Si ce qui est proposé ici est bien, j’insiste, de mettre à la disposition du lecteur un certain nombre de faits à partir desquels il pourra penser par lui-même, je n’en défendrai pas moins évidemment la conception qui me semble juste, et que j’ai déjà souvent exposée, de la position singulière de sapiens dans l’histoire des espèces. Position résultant d’un cerveau monstrueux qui l’a poussé, pour ainsi dire, hors de la nature, l’en a comme privé, tout en lui conférant un pouvoir sans précédent sur la nature à laquelle il ne cesse d’appartenir puisqu’il en est le produit évolutif. « Anature2 » par nature ou encore « être ET ne pas être un animal », deux façons identiques d’énoncer la conception que j’ai de sapiens, et il va sans dire qu’elle ne va pas sans exiger de notre espèce une responsabilité particulière vis-à-vis de cette nature et de tous ses composants, vivants et non vivants.
Avant de plonger, un mot sur la structure du livre. Je n’ai pas voulu le construire par tranches de complexité, allant de la molécule au comportement (ou l’inverse), ce qui aurait été une option.

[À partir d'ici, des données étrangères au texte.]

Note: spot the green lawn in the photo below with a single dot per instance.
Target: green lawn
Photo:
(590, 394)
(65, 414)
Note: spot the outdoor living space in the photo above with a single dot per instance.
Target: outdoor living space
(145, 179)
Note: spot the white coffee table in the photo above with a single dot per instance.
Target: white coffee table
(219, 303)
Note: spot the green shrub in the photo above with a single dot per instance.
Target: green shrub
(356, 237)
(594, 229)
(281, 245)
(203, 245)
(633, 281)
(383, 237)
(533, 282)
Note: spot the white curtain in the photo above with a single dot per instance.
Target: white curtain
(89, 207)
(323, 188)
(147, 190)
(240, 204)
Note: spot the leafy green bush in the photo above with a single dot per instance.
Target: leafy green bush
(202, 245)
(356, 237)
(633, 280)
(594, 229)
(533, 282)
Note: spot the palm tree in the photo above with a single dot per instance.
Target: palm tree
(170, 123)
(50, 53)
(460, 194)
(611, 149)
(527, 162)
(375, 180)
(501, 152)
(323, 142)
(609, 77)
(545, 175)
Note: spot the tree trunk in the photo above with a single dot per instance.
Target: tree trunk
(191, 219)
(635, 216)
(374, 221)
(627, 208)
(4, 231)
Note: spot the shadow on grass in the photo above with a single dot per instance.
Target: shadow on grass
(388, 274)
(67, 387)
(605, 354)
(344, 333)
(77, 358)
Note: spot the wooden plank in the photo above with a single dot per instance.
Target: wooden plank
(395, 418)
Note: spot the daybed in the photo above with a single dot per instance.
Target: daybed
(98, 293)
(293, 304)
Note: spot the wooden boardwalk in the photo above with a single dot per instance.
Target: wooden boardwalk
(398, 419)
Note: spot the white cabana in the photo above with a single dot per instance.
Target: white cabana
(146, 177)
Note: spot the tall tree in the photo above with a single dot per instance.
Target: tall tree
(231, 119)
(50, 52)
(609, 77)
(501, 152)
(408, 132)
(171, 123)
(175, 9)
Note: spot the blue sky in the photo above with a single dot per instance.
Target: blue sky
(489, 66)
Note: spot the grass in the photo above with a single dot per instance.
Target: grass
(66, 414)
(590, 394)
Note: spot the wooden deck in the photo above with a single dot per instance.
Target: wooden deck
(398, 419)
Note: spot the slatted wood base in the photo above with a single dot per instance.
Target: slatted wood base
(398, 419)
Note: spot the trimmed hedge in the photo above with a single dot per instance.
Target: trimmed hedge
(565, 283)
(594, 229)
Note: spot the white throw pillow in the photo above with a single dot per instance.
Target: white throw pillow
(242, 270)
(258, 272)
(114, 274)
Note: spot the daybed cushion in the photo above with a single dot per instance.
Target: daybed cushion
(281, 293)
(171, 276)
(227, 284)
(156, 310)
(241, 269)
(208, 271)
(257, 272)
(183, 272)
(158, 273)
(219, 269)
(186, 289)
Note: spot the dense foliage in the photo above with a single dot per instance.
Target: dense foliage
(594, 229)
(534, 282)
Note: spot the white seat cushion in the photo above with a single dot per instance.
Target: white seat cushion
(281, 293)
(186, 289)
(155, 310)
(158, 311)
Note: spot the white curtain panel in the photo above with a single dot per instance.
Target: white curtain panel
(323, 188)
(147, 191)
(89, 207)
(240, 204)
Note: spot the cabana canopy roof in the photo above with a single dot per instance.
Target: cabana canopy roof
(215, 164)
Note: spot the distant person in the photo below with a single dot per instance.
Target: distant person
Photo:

Il m’a paru plus intéressant de jouer sur la répétition en passant entre les différents niveaux tout au long des chapitres. Il ne faudra donc pas s’étonner si un thème abordé ici, réapparaît là, mais dans un contexte distinct. Il s’agit bien de variations, avec répétitions mais jamais totalement à l’identique. J’espère que le tout sera suffisamment harmonieux pour que le lecteur prenne du plaisir à se perdre et à se retrouver au fil de la lecture.”